Remembering the near miss on his eye, Morley leaned closer, but not too.

“What am I looking for?”

“There, in the grain—isn’t the grain just fabulous? You can see a name. Looks like ‘Anna,’ doesn’t it?”

Simply hearing the name sent a whisper of unease through Morley. And damned if Danzer wasn’t right. The word “ANNA” was indeed woven into the grain. Seeing the letters hidden like that only increased his discomfiture.

Why this unease? He didn’t know anyone named Anna, could not remember
ever
knowing an Anna.

“And look,” Danzer was saying. “It’s here on the other one.
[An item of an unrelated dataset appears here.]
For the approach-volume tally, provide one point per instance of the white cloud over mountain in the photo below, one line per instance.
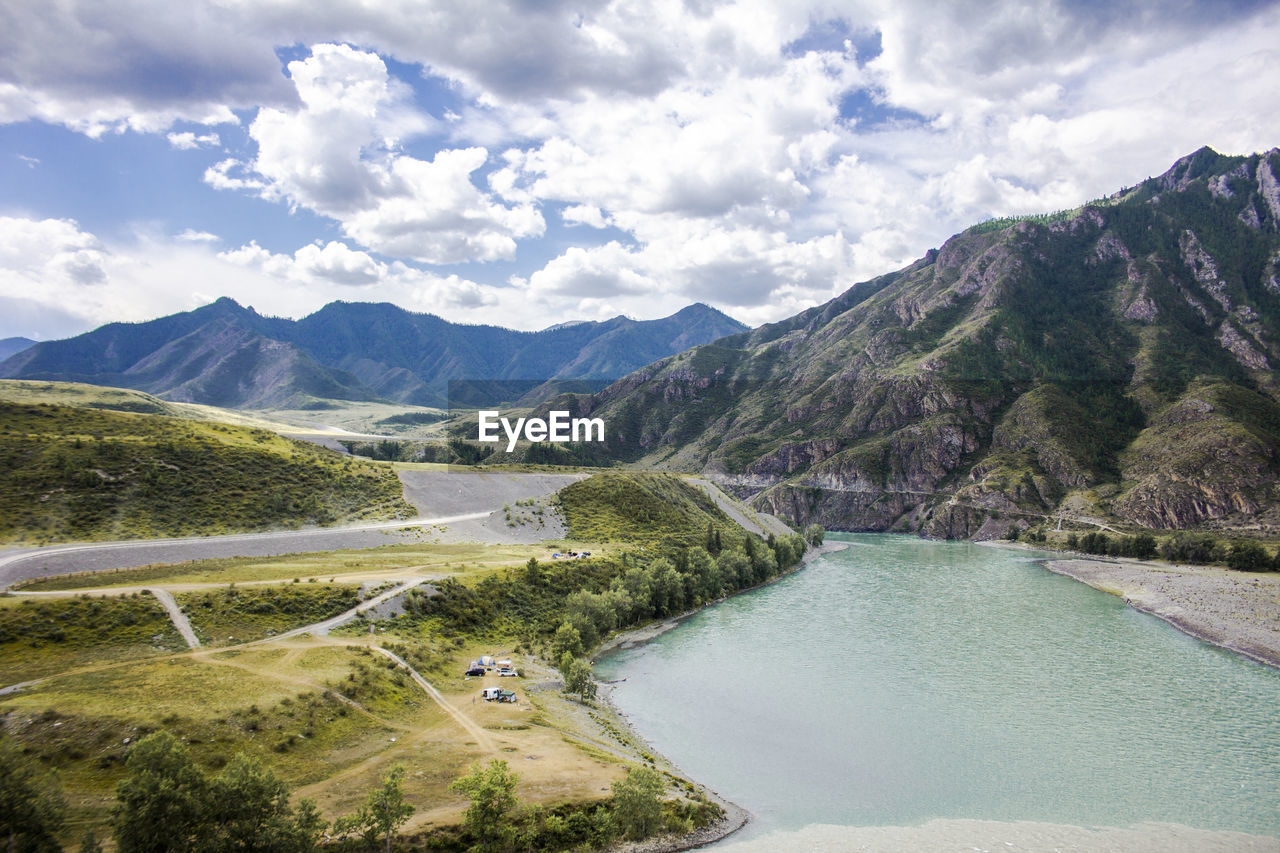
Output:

Isn’t that clever.”

Again Morley looked where Danzer was pointing, and again made out the name “ANNA” worked into the grain.

Morley’s tongue felt as dry as the wood that filled this store. “What’s so clever?”

Danzer was grinning. “It’s got to be the woodworker. She’s doing a Hirschfeld.”

Morley’s brain seemed to be stuck in low gear. “What the hell are you talking about?”

“Hirschfeld—Al Hirschfeld, the illustrator. You’ve seen him a million times in the
Times
and
Playbill
. He does those line caricatures. And in every one of them for the last umpteen years he’s hidden his daughter Nina’s name in the drawing. This Anna is doing the same thing. The shop probably doesn’t allow its woodworkers to sign their pieces, so she’s sneaked her name into the grain. Probably no one else but her knows it’s there.”

“Except for us now.”

“Yeah. Isn’t that great? I just love stuff like this.”

Morley said nothing as he watched the ebullient Danzer stuff the replacement footstool into the canvas duffel and hand it back.

“It’s all yours.”

Morley felt a little queasy, almost seasick. Part of him wanted to turn and run, but he knew he had to take that footstool home. Because it was signed, so cleverly inscribed, by Anna, whoever that was, and he must have it.

“Yes,” he mumbled through the sawdust taste in his mouth. “All mine.”

 

At home, Morley couldn’t
quite bring himself to put the footstool to immediate use. He removed it from the canvas bag without incurring another wound—a good sign in itself—and set it in a corner of his study. He felt a growing confidence that what had happened yesterday was an aberration, but he could not yet warm to the piece. Perhaps in time…when he’d figured out why the name Anna stirred up such unsettling echoes.

He heard the clank of the mail slot and went down to the first floor to collect the day’s letters: a good-sized stack of the usual variety of junk circulars, come-ons, confirmation slips from his broker, and pitches from various charities. Very little of a personal nature.

Still shuffling through the envelopes, he had just reentered the study when his foot caught on something. Suddenly he was falling forward. The mail went flying as he flung out his arms to prevent himself from landing on his face. He hit the floor with a brain-jarring, rib-cracking thud that knocked the wind out of him.

It took a good half minute before he could breathe again. When he finally rolled over, he looked around to see what had tripped him—and froze.

The footstool sat dead center in the entry to the study.

A tremor rattled through Morley. He’d left the stool in the corner—he was certain of it. Or at least, pretty certain. He was more certain that furniture didn’t move around on its own, so perhaps he hadn’t put it in the corner, merely intended to, and hadn’t got around to it yet.